I am, sir, very respectfully, your obedient servant,

JACOB G. FRICK,

Lieutenant Colonel, Ninety-sixth Pa. Vols., Commanding Fifth Me. Regiment

Lieutenant R. P. WILSON,

A. A. A. G., Hdqrs. Second Brigade.

No. 178. Report of Major Joel J. Seaver,

Sixteenth New York Infantry, of the battle of Gaines' Mill.

HDQRS. SIXTEENTH Regiment NEW YORK VOLUNTEERS, June 28, 1862.

SIR: On Friday, the 27th instant, this regiment, under command of Colonel Joseph Howland, in pursuance of orders from brigade headquarters, left its camp with the brigade at 5 o'clock a.m. near Courtney's house, on the south side of the Chickahominy River, to support General Porter's corps, then being engaged by the enemy on the north side of the river, in the vicinity of Gaines' Hill. The regiment was held at Duane's Bridge until 2 o'clock p.m., at which time the brigade was moved down the river and crossed at Alexander's Bridge, arriving on the field of battle at Gaines' Hill at about 4 o'clock p.m., this regiment leading the brigade to its position, assigned by Colonel Bartlett, commanding, on the right of the field. Here the regiment was formed in line of battle and rested in a ravine, which protected it from the enemy's batteries, which were sweeping the field in every direction.
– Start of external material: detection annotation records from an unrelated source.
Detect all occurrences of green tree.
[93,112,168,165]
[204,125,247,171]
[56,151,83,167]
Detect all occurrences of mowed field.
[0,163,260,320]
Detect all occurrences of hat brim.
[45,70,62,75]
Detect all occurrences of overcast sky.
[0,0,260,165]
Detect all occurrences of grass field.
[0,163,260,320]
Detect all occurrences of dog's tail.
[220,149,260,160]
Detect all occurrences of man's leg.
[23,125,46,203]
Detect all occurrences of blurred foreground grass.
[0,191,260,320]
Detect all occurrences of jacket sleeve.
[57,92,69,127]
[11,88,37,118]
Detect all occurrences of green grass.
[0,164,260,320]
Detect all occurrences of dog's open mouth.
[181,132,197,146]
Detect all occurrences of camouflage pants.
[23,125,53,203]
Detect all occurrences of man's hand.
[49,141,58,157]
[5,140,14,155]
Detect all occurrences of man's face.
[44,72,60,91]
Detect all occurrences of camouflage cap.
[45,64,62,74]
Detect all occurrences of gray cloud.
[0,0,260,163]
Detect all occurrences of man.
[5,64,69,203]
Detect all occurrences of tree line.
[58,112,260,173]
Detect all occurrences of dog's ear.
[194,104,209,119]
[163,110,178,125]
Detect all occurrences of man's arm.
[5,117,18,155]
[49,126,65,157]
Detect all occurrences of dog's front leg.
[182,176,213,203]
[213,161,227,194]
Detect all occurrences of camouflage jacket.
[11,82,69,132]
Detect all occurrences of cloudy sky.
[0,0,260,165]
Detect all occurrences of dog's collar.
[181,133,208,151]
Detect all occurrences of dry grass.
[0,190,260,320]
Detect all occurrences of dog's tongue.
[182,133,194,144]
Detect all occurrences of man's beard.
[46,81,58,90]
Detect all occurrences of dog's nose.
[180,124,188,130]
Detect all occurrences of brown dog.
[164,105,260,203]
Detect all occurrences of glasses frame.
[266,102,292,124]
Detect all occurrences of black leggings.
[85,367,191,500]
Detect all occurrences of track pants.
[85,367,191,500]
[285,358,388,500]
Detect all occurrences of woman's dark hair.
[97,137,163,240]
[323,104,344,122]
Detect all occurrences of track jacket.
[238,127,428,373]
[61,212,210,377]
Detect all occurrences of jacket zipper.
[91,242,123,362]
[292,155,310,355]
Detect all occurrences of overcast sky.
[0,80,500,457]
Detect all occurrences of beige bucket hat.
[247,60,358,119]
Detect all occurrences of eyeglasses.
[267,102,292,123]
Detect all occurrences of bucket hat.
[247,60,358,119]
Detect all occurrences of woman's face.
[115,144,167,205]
In reaching this position from the point where we entered the field, near the center of the line, we were compelled to pass over a level plain a distance of about 500 yards under the fire of cannon and musketry, where three of our men were struck and disabled by a cannon-shot.

After lying in the ravine some fifteen or thirty minutes the regiment was, by order of Colonel Bartlett in person, advanced in line about 100 yards to a position on the plain, where it was halted for some five minutes and the men ordered to lie down. Again we were advanced some 50 yards to a fence, where we once more halted for a few minutes, when we again advanced, passing the fence and engaging the enemy, who were not over 50 yards distant.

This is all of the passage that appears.